Ze swojej strony pragnę dodać, że Frontline jest preparatem leczniczym
weterynaryjnym przeznaczonym do stosowania wyłącznie u psów i kotów. Zgodnie
zatem z zapisem wszelkie inne zastosowanie jest nieuprawnione. Stosowanie go
u innych, niż wynika to z zapisu w załączonej ulotce przylekowej, zwierząt
jest więc zawsze na odpowiedzialność lekarza ordynującego preparat lub
właściciela godzącego się na takie zastosowanie. Lekarze weterynarii byli
wielokrotnie informowani o możliwości wystąpienia u królików reakcji
niepożądanych po zastosowaniu preparatu Frontline ( jak i innych preparatów
posiadających w składzie substancje o podobnym mechanizmie działania ). Z
Pani pisma wynika jednak, że pomimo tego niektórzy lekarze weterynarii nadal
ordynują Frontline do zastosowania u królików. Biorąc powyższe pod uwagę,
firma Merial wprowadzi na opakowaniach preparatu stosowne, dodatkowe
ostrzeżenie pomimo tego, że w ulotce przy lekowej wyraźnie zdefiniowana jest
grupa zwierząt dla których preparat jest przeznaczony.
Z poważniem
Dr. Jacek Wójcik
Vet-Trade Polska Sp. z o.o.
05-506 Lesznowola
ul. Słoneczna 223A
tel. (48-22) 737 63 03
fax (48-22) 737 63 00
mob. +48 601 413 128
-
tu jest odpowiedz od Meriala po angielsku:
(http://img48.imageshack.us/img48/8031/merialodpowiedzff4.th.jpg) (http://img48.imageshack.us/my.php?image=merialodpowiedzff4.jpg)
Musimy jeszcze dopilnowac zakonczenia tej procedury, zeby to sie nie rozeszlo po kosciach, ale na razie jest genialnie!!
-
Ais, :bis: :balet: :hura: Gratulacje!
-
super, gratulacje! :bukiet
-
Ojej, naprawdę należą się niesamowicie wielkie brawa :hura: :bukiet
-
tylko widze jeszcze w pismie angielskim, ze musimy jeszcze troche popracowac nad naciskiem na "władze weterynaryjne w Polsce", bo one maja zaakceptowac to, co zamierza zmienic Merial ( jak nam napisał). Czyli u Meriala juz sprawa zalatwiona i u Vet Trade tez, a pozostają "władze weterynaryjne" wiec pewnie tu wyślę jakies pismo popierające zmiany po moim powrocie zza granicy, czyli po 15 sierpnia, no chyba, ze do tego czasu jakos wszystko samo sie potoczy.

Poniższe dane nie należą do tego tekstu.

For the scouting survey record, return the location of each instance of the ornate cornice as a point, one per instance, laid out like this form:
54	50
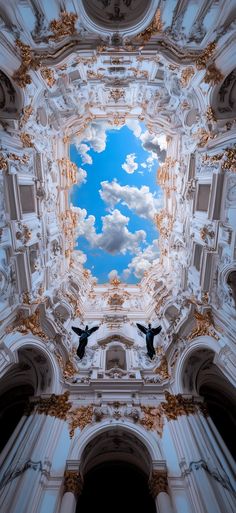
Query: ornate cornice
73	482
158	482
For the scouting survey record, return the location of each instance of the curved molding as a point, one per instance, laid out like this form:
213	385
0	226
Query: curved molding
132	30
89	433
15	342
204	342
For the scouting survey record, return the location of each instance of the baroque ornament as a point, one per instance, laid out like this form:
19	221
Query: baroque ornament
158	482
205	325
29	324
155	27
73	482
186	76
55	405
80	417
29	61
63	27
177	405
26	140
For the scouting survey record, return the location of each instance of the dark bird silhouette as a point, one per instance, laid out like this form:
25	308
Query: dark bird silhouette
83	338
150	334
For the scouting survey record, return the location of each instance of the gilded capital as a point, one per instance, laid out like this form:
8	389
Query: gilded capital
73	482
158	482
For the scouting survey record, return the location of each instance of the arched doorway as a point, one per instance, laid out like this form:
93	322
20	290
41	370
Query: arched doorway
202	376
116	466
116	487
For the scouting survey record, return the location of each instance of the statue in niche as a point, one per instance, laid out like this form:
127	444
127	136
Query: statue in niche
83	338
150	334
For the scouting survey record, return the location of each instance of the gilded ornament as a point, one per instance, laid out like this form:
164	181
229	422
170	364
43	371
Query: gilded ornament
155	27
205	233
23	159
56	405
205	325
80	417
228	158
3	163
26	113
73	482
186	76
213	75
48	76
117	94
26	140
29	324
152	418
158	482
29	61
203	137
162	369
210	114
202	60
115	282
116	300
63	27
177	405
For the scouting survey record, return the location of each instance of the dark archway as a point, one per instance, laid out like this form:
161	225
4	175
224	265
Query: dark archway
12	406
222	410
116	487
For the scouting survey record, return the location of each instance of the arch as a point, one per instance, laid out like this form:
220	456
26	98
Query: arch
200	343
97	23
83	439
16	343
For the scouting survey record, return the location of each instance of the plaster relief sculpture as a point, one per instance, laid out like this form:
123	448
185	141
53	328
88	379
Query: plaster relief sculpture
83	339
150	334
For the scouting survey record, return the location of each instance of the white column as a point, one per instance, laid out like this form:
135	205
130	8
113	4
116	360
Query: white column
159	489
73	485
68	503
163	503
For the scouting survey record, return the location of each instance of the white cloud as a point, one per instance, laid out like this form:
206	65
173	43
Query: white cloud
80	256
115	236
129	165
134	126
83	151
141	201
143	261
81	176
154	143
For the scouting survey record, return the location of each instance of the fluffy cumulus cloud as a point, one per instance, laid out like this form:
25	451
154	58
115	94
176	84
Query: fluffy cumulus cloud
95	135
155	144
83	151
114	238
80	257
141	201
81	176
143	261
134	126
129	165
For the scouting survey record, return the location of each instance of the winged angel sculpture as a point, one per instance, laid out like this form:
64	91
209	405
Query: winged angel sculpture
150	334
83	338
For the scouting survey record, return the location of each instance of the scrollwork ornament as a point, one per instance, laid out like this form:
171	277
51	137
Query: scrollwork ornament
73	482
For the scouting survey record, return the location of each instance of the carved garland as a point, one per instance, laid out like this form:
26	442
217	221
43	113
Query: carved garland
73	482
158	483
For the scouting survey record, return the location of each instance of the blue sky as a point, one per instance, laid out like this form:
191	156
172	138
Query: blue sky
116	198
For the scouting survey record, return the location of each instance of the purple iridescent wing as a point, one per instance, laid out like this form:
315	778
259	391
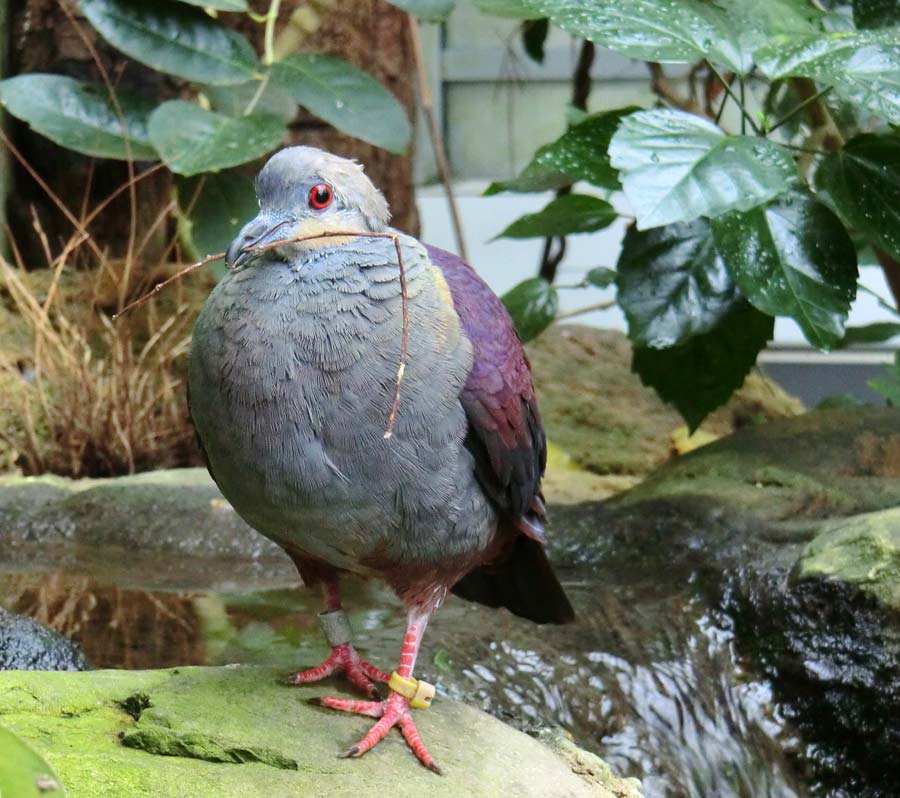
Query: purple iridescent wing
505	434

Pytanie do osób z forum związanych z weterynarią: kto zatwierdza w Polsce leki weterynaryjne?
-
Mi się wydaje, że Główny Lekarz Weterynarii, którym obecnie jest dr Ewa Lech
-
GLW to jedna z opcji ,ale sa byc moze jakis farmaceutyczne wladze, to trzeba sprawdzic, ale nie bede juz sie tym zajmowac przed wyjazdem. Nie pali sie :) Moze Vet Trade jakos sam zadziała, skoro ma oficjalne pismo od Meriala, my sobie jeszcze chwilke poczekajmy.
-
GRATULACJE!! :bukiet :bukiet :jupi :jupi :jupi
-
http://www.wetgiw.gov.pl/index.php?action=szczegoly&m_id=31&kat_id=1537 - Inspekcja Weterynaryjna
-
Witam!
Wielkie dzięki Pani Prezes :)
kiedyś pisałam Pani o moim biednym królisiu, który stracił swoje królicze życie właśnie przez Frontline i niekompetentną weterynarz... niestety jej zawierzyłam bo jest wetem z długi starzem i parokrotnie mi mówiła, że użyty środek będzie bezpieczny... a nie był!!!!!!!
;( 26 marca 2008 straciłam Mufinka
Oby się udało z Frontlinem na "całej lini", jeśli by władze wet. zakazały stosowania u królików to weterynarze już nie mieli by podstaw robić oszczędności...na króliczym życiu.
Tak podejrzewam, że często aplikują bo nie chce się im zamawiać środka właściwego dla królików, "bo wg nich się im nie opłaca". A właścicielowi nie powiedzą, że bezpieczie będzie np za 100 zł, a za 20 to sobie kupujesz praktycznie śmierć zwierzątka i to okrutną!!!